What Koering feels day to day after its release on November 7 ranges from pretty good to terrible. He’s never been so tired in his life, he says. He feels weak, as if he has lost all muscle tone lying in a hospital bed. He did not develop pneumonia, but an x-ray while in intensive care showed damage to his lungs.

With no known pre-existing conditions other than “a few extra pounds,” Koering said he never imagined himself in this condition, worrying about the permanent sequelae after days of wondering if he would survive. .

County Council Chairman Paul Koering questions the need for a local declaration of emergency on Thursday, April 23, 2020, during an emergency county council meeting. (Screenshot / Crow Wing County via Forum News Service)

And he regrets having expressed his skepticism about COVID-19 at times the topic has been raised in public meetings, but the most conservative county board member and former Republican state lawmaker noted that he had never sympathized with those who shared misinformation about available vaccines.

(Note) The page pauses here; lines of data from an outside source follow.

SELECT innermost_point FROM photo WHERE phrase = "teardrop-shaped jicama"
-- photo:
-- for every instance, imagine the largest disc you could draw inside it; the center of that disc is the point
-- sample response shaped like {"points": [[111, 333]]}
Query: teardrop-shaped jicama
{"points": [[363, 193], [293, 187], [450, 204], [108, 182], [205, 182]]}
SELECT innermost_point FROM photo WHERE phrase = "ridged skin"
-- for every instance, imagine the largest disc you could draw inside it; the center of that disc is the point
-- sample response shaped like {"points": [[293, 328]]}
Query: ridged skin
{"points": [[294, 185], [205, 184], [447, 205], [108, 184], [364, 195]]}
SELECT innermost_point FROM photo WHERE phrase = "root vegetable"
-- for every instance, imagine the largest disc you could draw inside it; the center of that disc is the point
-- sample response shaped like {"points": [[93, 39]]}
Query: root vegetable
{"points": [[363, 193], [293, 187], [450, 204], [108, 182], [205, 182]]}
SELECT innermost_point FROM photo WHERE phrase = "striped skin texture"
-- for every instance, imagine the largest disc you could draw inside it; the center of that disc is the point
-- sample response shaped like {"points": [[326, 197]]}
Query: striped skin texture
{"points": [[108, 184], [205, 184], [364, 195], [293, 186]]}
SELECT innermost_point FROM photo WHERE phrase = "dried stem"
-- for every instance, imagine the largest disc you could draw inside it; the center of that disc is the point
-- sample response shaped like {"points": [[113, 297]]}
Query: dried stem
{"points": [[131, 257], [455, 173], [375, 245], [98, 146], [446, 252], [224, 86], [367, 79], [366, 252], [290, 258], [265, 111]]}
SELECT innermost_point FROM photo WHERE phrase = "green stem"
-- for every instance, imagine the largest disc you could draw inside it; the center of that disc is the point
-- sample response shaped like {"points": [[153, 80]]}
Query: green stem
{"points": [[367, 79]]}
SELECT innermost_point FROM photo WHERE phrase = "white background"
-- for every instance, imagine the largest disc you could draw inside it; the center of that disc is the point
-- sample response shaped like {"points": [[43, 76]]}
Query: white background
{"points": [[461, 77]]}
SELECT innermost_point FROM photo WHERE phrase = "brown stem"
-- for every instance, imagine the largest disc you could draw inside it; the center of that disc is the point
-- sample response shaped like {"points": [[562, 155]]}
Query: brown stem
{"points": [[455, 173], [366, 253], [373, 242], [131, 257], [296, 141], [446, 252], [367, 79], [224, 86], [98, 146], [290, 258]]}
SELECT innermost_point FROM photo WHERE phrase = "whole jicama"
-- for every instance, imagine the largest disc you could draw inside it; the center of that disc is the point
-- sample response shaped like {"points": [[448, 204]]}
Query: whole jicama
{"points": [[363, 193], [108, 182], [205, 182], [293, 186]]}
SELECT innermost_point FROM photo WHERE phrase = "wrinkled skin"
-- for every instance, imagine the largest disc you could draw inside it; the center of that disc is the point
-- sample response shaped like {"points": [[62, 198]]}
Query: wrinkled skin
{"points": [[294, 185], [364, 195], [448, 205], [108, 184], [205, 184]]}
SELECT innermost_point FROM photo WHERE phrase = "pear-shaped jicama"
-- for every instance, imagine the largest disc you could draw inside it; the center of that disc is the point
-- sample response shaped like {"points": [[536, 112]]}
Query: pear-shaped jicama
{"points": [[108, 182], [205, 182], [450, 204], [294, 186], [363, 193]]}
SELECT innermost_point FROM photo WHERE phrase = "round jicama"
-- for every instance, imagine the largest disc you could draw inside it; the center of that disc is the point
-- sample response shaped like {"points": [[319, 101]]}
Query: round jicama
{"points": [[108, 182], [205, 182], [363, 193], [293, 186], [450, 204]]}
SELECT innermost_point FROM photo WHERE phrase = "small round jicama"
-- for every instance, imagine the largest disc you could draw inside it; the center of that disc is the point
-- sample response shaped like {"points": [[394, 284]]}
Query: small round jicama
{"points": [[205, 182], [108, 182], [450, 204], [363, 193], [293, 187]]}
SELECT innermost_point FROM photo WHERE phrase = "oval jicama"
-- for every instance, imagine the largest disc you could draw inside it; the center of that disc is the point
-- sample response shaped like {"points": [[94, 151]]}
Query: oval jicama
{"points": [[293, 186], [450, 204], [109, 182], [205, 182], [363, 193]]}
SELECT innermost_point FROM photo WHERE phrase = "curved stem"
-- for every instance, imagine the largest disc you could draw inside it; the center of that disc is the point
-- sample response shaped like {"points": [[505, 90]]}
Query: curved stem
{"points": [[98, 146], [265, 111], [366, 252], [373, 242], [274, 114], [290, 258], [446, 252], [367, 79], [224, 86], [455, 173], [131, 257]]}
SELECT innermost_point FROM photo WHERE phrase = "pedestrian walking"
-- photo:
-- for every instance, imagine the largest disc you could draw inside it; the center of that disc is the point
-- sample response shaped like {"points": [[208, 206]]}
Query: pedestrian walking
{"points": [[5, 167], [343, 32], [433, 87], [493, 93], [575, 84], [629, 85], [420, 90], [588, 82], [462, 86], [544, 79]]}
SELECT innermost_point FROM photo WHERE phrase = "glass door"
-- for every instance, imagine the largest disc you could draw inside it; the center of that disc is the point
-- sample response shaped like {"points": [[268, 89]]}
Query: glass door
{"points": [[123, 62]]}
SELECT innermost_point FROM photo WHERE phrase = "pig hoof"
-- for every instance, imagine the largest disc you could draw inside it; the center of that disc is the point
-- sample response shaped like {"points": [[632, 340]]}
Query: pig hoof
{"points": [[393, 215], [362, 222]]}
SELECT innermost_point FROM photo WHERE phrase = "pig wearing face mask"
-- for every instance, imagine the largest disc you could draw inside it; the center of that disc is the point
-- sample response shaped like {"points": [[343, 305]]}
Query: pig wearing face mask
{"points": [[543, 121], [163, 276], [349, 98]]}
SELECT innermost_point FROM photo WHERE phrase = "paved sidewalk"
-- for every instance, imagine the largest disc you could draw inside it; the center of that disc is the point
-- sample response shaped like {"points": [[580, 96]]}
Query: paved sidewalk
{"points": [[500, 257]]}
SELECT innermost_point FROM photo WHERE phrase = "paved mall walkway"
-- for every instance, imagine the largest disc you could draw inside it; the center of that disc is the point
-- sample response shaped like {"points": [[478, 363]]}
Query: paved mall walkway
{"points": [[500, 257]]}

“After being in intensive care for six days and talking to nurses, doctors, health professionals know what they are doing. They know what treatment we should be getting and what vaccination we should be getting. And you have to rely on them, ”Koering said. “These are the people who are there to take care of us when we are sick. I mean, it’s just kind of obvious. This is a great lesson learned for me. I’m almost a little embarrassed, you know, but I’m so happy that these people – they kind of saved me, in essence. So here is. Believe me, I’ll be listening to my doctor from now on, rather than being so stubborn.

After what he called a life-changing experience, Koering said he felt like a different person. Filled with gratitude for those at Cuyuna Regional Medical Center who took care of him and supported by those who reached out with their wishes and encouragement, he said he plans to practice kindness and understanding more often at the future.

“I don’t feel like I have any meanness in me anymore. In fact, I think it could change me, ”he said. “I don’t know, I think it depends if I get back to 100 percent. And when I get back to 100 percent, should I say, and feel passionate about something, I imagine I’m going to be as vigorous as ever. But I think at least at this point I think it’s a lot easier to be nice than to be mean and go wild.

“You know, I think you can rule in different ways. You can kind of burn the whole place down. Or you can try to find where you can work with someone. And then when you can’t work together, I think you can still be nice to that. I think this is all going to have a huge effect on my life.

One thing is for sure: The dark orange and crimson sunset that crowned the day of November 7, the day Koering was released, served as a visual reminder of how lucky he was to be alive. The longtime Crow Wing County resident often shares photos of sunsets on social media from the west-facing vantage point of his lakefront home. But this one touched him in a way unlike any other before him.

Paul Koering took this photo on November 7, 2021, the day he was released from the intensive care unit at Cuyuna Regional Medical Center in Crosby after falling seriously ill with COVID-19.

“There was the most beautiful sunset and the whole lake was just orange. … It just told me that the good Lord had given me another day.